Any hints (or links to websites or books) that you might have would be appreciated.
(pictures of the circuit and the drain voltage waveform are attached)

Hi: Not certain of what you are expecting the turn off waveform to look like. The delay time given for the IRF9460 is 140 ns max. The fall time is given as 140 ns also. You should try to get a single pulse with higher sweep speed and look at the actual delay and fall times. It is hard to make a judgement from the waveforms you are showing, but some of this decay is normal fall time. There are a lot of good papers published on measuring switching times on mos devices. Look for application notes from the semiconductor houses like On or the former RCA and Motorola.

 

I think that what got my attention originally was that when the drain resistor was 50 ohms, the turn off was pretty fast, like 30 ns or so. When the drain resistor was 500 ohms, the turn off time was more like 300 ns. Thanks for the information on the switching time application notes - I will probably try to rig up some tests ...

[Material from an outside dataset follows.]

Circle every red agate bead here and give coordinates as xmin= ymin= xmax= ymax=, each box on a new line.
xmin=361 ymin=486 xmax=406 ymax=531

I know that the small-signal model can be quite different from the large-signal model. I guess I was trying to understand how something like the hybrid-pi model could generate an output like I saw. I know that the link does not have the model with the gate-source and gate-drain capacitors. I was also not sure how the gate-source and gate-drain capacitors could cause the increase in fall time.

I had looked around for large-signal MOSFET models, but couldn't find anything really illuminating on the internet, but I figured that was because the good information was in some textbook that I didn't have ...

 

I guess I was trying to understand how something like the hybrid-pi model could generate an output like I saw.

That's a small-signal model and cannot be used to determine the large signal response of a MOSFET.

I was also not sure how the gate-source and gate-drain capacitors could cause the increase in fall time.

The gate-source capacitance requires time to charge/discharge the gate voltage which controls the MOSFET turning on/off. The higher the gate driver resistance the slower the change in gate voltage and the slower the rise/fall times.

The gate-drain capacitance is also called the Miller capacitance.
This provides negative feedback between the drain and gate which amplifies the negative effect this capacitance has on slowing the change in gate voltage as the MOSFET is turned on and off.
This further slows the rise-fall time.